I've spent the last couple of days off my blog because I've been trying to parse all the information that has been coming out since the election and trying to decide how I feel about all this.

Don't get me wrong. I'm disappointed. I'm certainly worried for the future. It seems that Mr. Obama and the rest of the Democratic leadership, in spite of their word that they want to unite everyone and work toward bipartisanship, seem to be moving to the hard left. As I said in my last blog, it appears that Lieberman will be spanked for speaking out in favor of John McCain during the campaign. Also, the appointments for transitional teams do not bode well for future unity and bipartisanship -- that is unless you define bipartisan as the conservatives giving up all their beliefs and coming over to the liberal way of thinking.

Having said that, I'm happy. Why? Because I do see evidence that Obama will bring about the change we need. I doubt that it's the change he intended although it could be, since we don't really know what he actually meant when he said change, but I doubt it. The change I see is within the Republican party.

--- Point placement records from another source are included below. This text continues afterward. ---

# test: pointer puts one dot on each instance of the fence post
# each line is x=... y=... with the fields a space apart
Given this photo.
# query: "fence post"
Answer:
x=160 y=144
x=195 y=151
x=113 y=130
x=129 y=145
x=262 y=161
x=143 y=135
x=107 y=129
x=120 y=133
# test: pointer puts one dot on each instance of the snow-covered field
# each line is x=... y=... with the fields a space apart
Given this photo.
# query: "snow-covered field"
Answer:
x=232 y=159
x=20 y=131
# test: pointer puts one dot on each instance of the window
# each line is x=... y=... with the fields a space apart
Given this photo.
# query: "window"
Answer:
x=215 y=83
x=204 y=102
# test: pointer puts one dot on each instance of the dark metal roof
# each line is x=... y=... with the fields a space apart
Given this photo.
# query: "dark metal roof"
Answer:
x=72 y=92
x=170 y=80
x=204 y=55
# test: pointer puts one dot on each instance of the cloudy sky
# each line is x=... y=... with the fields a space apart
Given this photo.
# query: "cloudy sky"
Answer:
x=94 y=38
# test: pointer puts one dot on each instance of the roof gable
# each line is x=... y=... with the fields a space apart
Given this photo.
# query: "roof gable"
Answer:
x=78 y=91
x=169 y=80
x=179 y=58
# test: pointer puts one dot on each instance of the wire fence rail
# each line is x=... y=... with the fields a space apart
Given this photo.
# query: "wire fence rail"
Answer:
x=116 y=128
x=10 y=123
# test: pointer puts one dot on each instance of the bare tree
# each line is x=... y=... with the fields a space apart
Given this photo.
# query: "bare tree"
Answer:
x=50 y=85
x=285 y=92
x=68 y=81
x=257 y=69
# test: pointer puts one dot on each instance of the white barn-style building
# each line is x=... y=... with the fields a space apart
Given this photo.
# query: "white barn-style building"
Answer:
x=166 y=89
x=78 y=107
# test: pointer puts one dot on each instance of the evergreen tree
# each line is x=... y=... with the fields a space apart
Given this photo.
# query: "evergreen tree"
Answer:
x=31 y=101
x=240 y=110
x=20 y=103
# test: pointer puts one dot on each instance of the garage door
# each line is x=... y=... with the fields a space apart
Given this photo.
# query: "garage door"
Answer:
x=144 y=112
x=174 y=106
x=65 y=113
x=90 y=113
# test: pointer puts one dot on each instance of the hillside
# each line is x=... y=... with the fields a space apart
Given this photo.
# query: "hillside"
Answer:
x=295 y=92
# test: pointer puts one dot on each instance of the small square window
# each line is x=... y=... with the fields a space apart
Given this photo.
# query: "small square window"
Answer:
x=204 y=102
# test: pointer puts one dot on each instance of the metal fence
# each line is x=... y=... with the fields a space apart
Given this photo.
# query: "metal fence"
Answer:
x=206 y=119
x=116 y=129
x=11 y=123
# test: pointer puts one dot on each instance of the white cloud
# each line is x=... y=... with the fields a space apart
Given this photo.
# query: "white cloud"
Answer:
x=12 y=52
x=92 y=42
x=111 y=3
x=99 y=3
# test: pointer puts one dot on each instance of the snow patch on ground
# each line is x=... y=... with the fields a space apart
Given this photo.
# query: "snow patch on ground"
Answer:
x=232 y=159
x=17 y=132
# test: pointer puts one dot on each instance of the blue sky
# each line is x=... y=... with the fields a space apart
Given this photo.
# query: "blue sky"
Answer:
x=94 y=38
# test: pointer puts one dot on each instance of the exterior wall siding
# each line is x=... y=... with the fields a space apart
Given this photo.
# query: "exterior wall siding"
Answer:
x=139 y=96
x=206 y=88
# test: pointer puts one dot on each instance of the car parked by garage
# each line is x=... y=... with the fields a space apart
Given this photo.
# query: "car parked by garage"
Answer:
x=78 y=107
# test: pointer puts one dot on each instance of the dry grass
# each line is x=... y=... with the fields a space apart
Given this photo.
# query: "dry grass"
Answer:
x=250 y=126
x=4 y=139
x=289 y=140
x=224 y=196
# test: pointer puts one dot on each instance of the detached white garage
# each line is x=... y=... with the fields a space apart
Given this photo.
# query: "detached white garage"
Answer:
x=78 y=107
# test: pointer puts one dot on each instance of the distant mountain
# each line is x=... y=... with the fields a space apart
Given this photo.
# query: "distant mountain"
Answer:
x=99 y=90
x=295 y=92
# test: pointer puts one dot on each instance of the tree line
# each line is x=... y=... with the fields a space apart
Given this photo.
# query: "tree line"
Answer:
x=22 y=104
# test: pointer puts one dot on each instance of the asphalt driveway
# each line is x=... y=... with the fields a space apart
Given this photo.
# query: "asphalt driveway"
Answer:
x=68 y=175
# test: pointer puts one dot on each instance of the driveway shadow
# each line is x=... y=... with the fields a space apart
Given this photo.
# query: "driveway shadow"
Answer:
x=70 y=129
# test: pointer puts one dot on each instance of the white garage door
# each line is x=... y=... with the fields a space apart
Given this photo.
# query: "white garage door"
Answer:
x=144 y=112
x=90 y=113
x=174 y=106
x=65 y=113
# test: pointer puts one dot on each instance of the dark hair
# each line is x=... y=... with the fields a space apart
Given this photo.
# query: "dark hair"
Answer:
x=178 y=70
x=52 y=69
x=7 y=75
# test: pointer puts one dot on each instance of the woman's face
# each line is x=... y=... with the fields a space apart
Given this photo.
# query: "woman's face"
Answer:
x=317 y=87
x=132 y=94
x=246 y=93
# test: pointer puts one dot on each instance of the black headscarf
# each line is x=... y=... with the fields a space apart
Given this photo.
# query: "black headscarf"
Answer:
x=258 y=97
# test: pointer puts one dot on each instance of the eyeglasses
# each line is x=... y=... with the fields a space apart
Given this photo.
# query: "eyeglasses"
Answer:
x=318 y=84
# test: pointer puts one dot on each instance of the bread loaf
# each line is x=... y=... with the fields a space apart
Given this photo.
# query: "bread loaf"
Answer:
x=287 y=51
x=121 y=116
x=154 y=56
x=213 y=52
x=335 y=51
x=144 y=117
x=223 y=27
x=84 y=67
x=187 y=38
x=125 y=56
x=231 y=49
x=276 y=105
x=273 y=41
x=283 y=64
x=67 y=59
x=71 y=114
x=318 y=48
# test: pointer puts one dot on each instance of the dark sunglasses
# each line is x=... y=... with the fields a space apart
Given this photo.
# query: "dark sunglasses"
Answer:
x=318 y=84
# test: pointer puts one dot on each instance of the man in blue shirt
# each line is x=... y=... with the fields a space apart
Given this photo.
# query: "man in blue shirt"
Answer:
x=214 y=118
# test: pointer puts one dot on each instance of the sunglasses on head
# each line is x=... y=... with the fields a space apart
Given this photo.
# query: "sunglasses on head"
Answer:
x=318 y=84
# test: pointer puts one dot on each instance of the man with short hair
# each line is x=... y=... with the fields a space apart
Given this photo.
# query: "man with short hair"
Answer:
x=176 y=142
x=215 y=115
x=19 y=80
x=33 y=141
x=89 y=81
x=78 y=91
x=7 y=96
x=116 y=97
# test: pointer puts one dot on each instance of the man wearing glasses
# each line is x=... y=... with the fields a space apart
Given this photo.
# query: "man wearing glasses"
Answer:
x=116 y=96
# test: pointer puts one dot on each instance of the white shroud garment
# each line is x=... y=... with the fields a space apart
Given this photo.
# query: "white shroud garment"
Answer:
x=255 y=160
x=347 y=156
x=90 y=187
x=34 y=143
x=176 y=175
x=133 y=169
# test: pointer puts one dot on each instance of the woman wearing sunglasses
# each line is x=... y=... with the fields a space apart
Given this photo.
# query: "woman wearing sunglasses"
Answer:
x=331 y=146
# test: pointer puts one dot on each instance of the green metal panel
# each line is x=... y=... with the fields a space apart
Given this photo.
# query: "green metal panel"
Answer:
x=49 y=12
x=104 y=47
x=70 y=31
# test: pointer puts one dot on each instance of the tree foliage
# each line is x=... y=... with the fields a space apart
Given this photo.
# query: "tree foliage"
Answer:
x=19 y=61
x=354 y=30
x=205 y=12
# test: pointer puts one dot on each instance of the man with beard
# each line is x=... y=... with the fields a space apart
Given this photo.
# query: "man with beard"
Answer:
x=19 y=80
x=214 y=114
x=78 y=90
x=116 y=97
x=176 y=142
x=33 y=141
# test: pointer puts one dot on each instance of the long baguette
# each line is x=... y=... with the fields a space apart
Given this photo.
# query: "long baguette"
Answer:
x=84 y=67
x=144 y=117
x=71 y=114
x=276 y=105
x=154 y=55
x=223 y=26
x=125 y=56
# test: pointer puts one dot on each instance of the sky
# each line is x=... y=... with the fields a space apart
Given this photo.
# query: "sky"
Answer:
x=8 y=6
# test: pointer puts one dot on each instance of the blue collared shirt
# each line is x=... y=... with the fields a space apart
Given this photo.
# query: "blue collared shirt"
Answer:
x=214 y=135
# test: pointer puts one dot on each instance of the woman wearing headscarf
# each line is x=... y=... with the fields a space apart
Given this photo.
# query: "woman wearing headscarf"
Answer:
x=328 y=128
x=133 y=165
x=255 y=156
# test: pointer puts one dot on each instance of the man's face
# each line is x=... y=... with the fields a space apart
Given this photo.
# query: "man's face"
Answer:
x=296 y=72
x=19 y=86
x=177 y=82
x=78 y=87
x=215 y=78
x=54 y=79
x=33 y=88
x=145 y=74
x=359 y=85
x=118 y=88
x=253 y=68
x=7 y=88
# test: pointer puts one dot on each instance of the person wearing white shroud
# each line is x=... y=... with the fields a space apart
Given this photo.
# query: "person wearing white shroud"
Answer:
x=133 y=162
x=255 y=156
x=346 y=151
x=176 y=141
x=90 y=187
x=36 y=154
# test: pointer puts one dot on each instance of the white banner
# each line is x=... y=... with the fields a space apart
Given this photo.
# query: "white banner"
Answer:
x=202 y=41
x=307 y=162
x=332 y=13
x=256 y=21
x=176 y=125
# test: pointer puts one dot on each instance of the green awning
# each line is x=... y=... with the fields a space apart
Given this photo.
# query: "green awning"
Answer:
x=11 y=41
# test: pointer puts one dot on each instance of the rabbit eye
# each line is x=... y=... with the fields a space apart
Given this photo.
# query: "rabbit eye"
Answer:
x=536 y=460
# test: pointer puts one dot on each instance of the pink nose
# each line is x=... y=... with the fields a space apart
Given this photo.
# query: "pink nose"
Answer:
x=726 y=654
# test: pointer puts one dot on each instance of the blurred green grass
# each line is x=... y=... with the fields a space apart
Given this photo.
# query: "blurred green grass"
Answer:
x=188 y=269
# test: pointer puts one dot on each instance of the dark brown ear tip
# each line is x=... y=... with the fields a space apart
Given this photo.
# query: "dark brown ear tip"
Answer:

I actually see a future in the Republican party now. I fully think that the majority of the party's problem is that it had lost its way. Now I see the first light of a direction emerging, and it's a good one -- back to the conservative values that we need.

First of all, is the attempt to smear Sarah Palin. Unnamed staffers leaking stories about her and disparaging her to the media. Even CNN is saying that these stories are false. Read it here. It's fear. These people realize that they have lost and lost big. They realize that their plans have failed miserably and they're trying to put it off on one of the people who is the future of the party in an attempt to save their own skin. Thankfully people are seeing it for what it is and launching a campaign to thwart it. Michelle Malkin addresses Project Leper in detail.

I've heard interviews with defeated moderate Republican candidates who say that the problem has been that the party wasn't moderate enough. Really? You take a strategy the fell flat on its face and say that more of it would have been better?

The media are reporting the Palin smears and the words of the defeated Republicans like they're gospel. They know. Despite their best efforts, true conservatives are a threat to the leftism that they so love, and if we've learned from history, true conservatism wins.

You don't have to look far to see the future of the party. It's in Palin, Bobby Jindal, Mitt Romney, Mike Huckabee and many others.

There's an energy out there. I know I'm part of it. I've always been a conservative like many people are religious. They go to church on holidays, say an occasional prayer and even talk like Christians. I've been the same way in my conservatism. I vote conservative, I'll even talk conservative sometimes, but I haven't really gotten out there to help. Until now. Now I'm going to get involved, I'm going to work on campaigns, I'll be donating, and I know I'm not the only one.

With the appointments he's made so far, it appears that Obama will make many of the same mistakes that Bill Clinton made in his first term that brought about the Contract With America and a turnover of congress. Combine that with the conservatives of the future and you have a recipe for success.

Hang on. The change we need is coming.